You need to provide car details along with a NOC and a title for your car as collateral and submit them to them. Any lender in Virginia will inspect your car or any of the vehicles that you mark as your collateral and they take it. They provide a loan for a duration between 120 days and below 12 months. It is never before 120 days and is against their laws.


Alternatives to title loans in Virginia if you live in other states. You can consider these options if you have a residence in the following locations:

  • In Alabama, there is no restriction on the amount you can borrow. The loan amount is not to be restricted to return within 10 days.
  • In Arizona, they do not restrict the loan terms within 6 days, and the interest rate does not exceed 17%.
  • In Delaware, loan terms cannot exceed 180 days.
  • In Georgia, the loan terms aren’t regulated and the interest rate cannot exceed 25%.
  • In Idaho, loan terms cannot exceed over 30 days.
  • Loans in Mississippi cannot borrow more than $2,500 and loan terms cannot exceed a month and provide a principal amount of 10% and interest of 25%.
  • In Nevada, there are no regulations as much as in other states like Virginia; The only regulation is that the loan is renewable only six times.
  • South Dakota has the same regulations as in the case of Nevada, but the only difference is that a title loan with no inspection is renewable only four times.
  • Tennessee has the same rules as Mississippi, but the only difference is that the interest amount is only 2%.
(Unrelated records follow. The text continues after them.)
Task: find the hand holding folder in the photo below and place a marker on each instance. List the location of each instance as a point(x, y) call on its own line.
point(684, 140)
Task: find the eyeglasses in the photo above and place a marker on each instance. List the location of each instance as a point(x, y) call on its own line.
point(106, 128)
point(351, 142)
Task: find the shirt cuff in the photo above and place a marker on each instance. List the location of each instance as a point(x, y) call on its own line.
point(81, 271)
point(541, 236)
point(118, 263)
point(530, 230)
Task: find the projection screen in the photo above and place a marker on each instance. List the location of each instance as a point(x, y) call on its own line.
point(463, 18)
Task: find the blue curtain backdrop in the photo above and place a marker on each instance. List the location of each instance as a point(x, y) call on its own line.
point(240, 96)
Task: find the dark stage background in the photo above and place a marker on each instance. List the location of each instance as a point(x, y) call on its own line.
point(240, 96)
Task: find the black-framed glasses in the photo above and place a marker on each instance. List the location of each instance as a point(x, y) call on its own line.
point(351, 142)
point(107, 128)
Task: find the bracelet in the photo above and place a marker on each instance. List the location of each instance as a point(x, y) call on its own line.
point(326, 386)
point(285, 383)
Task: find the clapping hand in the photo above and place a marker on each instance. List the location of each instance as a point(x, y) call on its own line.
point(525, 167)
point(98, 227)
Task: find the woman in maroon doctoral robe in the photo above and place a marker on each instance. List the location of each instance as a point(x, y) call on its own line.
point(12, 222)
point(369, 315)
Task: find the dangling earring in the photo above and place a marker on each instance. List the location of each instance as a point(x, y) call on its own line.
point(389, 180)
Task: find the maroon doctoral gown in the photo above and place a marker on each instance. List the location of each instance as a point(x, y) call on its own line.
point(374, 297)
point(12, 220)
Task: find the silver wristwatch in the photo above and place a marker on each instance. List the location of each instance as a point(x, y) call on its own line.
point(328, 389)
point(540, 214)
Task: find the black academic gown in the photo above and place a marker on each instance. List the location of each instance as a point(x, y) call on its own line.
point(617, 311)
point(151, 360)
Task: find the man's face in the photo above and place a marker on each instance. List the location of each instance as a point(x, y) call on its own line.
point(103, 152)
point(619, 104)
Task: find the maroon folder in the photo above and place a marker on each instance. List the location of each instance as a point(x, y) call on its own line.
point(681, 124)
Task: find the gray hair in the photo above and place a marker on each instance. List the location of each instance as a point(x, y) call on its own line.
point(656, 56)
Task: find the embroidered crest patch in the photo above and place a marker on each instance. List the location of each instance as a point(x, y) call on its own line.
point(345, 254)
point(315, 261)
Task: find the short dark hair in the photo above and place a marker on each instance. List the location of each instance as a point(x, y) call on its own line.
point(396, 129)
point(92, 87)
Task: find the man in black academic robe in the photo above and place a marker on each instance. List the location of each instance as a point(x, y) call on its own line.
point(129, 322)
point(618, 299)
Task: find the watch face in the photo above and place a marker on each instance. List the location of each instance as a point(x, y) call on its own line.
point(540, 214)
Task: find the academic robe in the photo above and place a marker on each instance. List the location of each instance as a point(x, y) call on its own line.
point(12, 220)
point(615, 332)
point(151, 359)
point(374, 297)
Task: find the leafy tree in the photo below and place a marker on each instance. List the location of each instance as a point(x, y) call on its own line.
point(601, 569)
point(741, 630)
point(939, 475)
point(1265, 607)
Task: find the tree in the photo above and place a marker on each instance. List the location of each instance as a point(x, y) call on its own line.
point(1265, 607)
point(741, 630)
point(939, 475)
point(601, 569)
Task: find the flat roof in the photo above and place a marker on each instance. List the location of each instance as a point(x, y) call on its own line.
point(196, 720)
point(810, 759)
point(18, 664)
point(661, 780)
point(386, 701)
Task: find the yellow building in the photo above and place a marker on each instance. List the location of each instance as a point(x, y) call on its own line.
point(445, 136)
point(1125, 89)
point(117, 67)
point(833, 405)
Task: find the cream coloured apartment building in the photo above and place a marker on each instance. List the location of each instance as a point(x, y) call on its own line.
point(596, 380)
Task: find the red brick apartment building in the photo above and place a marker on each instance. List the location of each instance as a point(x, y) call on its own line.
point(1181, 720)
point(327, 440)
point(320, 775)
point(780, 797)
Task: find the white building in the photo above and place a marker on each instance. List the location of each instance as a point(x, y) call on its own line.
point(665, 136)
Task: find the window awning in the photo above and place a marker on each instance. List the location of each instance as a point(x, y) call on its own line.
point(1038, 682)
Virginia Title Loans – What Else To consider

Title loans are still offered to some residents in Virginia but you need to know how to apply and where to look. Perhaps it’s better to apply online or it’s easier to fill out an application directly with a lender in Norfolk. Whichever way you choose to get started with an application we recommend you first compare companies offering secured loans. Find a lender with fair rates and terms that are fairly spelled out on their website.

Restrictions for short term lending are not set on the federal level and it’s up to each individual state to regulate title loan companies. It seems there are further changes on the way concerning title loans in Virginia. We expect increased scrutiny on interest rates and payoff terms and this includes those of payday loan offers as well.

Regardless of whichever unsecured loan or title loan offer you choose, we recommend you run the numbers through our title loan interest calculator. This feature helps you to better determine the interest rate or APR that best fits your needs.